Ada se rió sin acertar a comprender la situación; era la primera vez que su marido hacía ese tipo de comentarios tan conservadores; luego se indignó, lo tachó de reaccionario y machista, impropio de él. Pero Ada se equivocaba: Santiago, pese a su clase, era un hombre muy primario y hasta primitivo en muchos aspectos, sobre todo a la hora de tratar a las mujeres, frente a las que en ocasiones le traicionaba el exceso de seguridad física que le confería su apuesta corpulencia y su atractivo. A veces no controlaba sus ataques de cólera, mezclados con violentos deseos sexuales que ella ya conocía y que nunca sacó del contexto de su relación matrimonial. Cuando Santiago se encolerizaba, follaba con más fuerza, pero no había más en ello, salvo el dolor en el pubis que le quedaba a Ada el resto de la noche. Sin embargo, en esta ocasión, los comentarios de Santiago le parecieron estúpidos y desmedidos, y Ada prefirió no continuar con la discusión.

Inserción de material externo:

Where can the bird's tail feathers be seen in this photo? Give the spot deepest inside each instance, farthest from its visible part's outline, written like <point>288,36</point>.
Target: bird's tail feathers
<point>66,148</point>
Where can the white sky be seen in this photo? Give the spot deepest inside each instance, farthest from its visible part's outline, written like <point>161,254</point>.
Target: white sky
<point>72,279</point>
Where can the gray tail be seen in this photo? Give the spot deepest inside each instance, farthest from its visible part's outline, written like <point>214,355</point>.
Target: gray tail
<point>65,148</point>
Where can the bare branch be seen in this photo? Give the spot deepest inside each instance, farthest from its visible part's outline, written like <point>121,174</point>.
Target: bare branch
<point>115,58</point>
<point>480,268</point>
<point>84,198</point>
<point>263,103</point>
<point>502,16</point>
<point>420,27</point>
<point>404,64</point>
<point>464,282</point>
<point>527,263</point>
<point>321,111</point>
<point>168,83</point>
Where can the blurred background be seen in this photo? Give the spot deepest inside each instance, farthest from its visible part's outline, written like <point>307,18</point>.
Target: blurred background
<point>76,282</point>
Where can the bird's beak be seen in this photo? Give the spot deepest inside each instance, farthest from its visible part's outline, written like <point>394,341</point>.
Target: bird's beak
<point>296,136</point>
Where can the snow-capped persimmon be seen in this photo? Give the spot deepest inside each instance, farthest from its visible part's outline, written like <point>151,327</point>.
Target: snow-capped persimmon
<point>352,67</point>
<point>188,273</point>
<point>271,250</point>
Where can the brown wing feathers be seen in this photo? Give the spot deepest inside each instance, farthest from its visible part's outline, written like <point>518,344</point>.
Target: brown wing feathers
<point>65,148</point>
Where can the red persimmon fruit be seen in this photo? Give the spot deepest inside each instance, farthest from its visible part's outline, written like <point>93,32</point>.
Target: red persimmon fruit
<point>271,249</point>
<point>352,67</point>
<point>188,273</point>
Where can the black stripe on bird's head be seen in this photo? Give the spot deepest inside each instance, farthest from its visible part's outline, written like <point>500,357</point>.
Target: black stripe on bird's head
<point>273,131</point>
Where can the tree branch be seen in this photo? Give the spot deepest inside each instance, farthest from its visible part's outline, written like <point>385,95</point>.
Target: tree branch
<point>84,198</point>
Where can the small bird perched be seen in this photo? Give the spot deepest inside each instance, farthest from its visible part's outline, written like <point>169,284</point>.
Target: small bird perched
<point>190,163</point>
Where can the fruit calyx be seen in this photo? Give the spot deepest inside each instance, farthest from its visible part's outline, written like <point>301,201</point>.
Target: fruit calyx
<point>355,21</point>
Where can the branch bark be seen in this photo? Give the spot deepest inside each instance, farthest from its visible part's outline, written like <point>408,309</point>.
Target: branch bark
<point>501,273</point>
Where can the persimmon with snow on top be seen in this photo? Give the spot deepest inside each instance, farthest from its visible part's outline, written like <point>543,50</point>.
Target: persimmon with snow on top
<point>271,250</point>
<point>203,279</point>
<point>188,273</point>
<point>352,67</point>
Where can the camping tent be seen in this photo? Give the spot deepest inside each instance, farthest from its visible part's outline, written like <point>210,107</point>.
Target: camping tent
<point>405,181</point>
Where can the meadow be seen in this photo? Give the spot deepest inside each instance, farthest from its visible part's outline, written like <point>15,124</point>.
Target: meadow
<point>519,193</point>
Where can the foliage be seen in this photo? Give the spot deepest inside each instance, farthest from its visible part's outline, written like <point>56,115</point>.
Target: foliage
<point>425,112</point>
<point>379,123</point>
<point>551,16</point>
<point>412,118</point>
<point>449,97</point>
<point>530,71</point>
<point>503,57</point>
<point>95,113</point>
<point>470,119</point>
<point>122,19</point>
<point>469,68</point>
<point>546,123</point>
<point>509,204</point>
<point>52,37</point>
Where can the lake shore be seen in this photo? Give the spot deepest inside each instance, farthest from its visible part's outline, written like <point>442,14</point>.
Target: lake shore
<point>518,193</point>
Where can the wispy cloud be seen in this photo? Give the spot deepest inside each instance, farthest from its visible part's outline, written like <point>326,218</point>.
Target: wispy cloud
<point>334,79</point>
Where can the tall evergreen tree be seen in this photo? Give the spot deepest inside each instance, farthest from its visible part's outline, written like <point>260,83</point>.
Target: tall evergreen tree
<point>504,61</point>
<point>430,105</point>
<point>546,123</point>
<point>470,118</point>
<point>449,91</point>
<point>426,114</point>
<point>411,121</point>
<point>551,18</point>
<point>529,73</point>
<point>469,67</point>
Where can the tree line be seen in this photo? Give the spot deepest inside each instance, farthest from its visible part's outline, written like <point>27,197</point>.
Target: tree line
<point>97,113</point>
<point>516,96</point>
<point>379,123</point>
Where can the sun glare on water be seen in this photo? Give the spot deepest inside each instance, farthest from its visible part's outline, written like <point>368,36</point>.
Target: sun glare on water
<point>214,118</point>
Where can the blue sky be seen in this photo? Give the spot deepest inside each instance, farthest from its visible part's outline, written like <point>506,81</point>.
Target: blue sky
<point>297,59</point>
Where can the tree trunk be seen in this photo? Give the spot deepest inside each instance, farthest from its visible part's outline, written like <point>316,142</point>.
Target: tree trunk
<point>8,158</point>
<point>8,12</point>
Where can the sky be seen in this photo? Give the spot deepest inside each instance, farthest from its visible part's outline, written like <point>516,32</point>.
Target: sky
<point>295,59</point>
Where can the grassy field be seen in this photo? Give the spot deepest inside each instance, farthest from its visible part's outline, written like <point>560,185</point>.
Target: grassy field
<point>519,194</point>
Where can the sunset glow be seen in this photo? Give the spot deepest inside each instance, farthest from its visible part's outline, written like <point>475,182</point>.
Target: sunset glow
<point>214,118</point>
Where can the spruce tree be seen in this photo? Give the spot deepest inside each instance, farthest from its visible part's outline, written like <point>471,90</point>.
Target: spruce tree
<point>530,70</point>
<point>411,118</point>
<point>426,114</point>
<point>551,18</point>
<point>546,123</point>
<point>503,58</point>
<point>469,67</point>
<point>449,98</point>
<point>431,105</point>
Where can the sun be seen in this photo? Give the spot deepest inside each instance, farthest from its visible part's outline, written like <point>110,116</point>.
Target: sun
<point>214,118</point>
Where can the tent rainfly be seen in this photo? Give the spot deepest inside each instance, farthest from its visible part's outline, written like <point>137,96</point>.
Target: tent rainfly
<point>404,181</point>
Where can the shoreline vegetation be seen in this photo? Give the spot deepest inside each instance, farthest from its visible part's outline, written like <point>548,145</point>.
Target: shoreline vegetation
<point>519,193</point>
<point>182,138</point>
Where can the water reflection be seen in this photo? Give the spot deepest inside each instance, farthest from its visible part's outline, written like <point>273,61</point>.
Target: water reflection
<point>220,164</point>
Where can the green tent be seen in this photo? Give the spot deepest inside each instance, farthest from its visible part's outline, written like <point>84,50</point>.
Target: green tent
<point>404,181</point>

Se levantó del sofá para salir de casa, como ya había decidido, sin concederle más importancia a aquel enfado extemporáneo. Al darse la vuelta, él la empujó violentamente y cayó de nuevo sobre el sofá; se lanzó encima de ella, y después de sujetarle el cuello con una mano, lo que le produjo un cierto ahogo y un enrojecimiento que hubo de disimular con un pañuelo durante varias semanas, metió la otra mano bajo la falda y le quitó las bragas de un tirón; luego le separó las piernas. Consumó la violación con brusquedad, representando una siniestra fantasía sexual. Estaba rojo, jadeaba como ella nunca lo había oído.

Ada, en el Fiat, con el móvil en la mano para marcar el teléfono de Santiago, revivía aquella escena increíblemente dolorosa, pero sobre todo recordaba ese ronquido animal en la respiración de Santiago, una especie de gruñido silbante. Quiso pensar que no pasaba lo que estaba pasando, se resistió una vez, pero él avanzó con más fuerza aún. Le dio la vuelta, se puso encima y la violó otra vez por detrás. Lo que más tarde a Ada le parecería inconcebible era haber actuado luego, durante diez años, como si aquello ni hubiera existido, sin mencionarlo entre los dos ni una sola vez.

Hasta que, pasado ese tiempo, volvió a repetirse otra violación, y de esa segunda agresión quedó embarazada de la criatura que abortó. Fue para ella más violenta quizá que la primera vez porque Santiago la arrastró por el pasillo hasta el dormitorio, le ató las manos con unas esposas y le puso una capucha sin agujeros, llegando casi a asfixiarse cuando él cerraba la parte inferior. La resistencia y el pataleo excitaban más a su marido y su fuerza aumentaba. De nuevo volvió a oír aquel ronquido silbante. Tal vez para Santiago aquel ataque no fuera más que un juego erótico de adultos, algo salvaje pero en última instancia consentido por su mujer. Para ella, significaba otra cosa muy distinta, un hecho ultrajante y pervertido, que lo rebajaba como hombre.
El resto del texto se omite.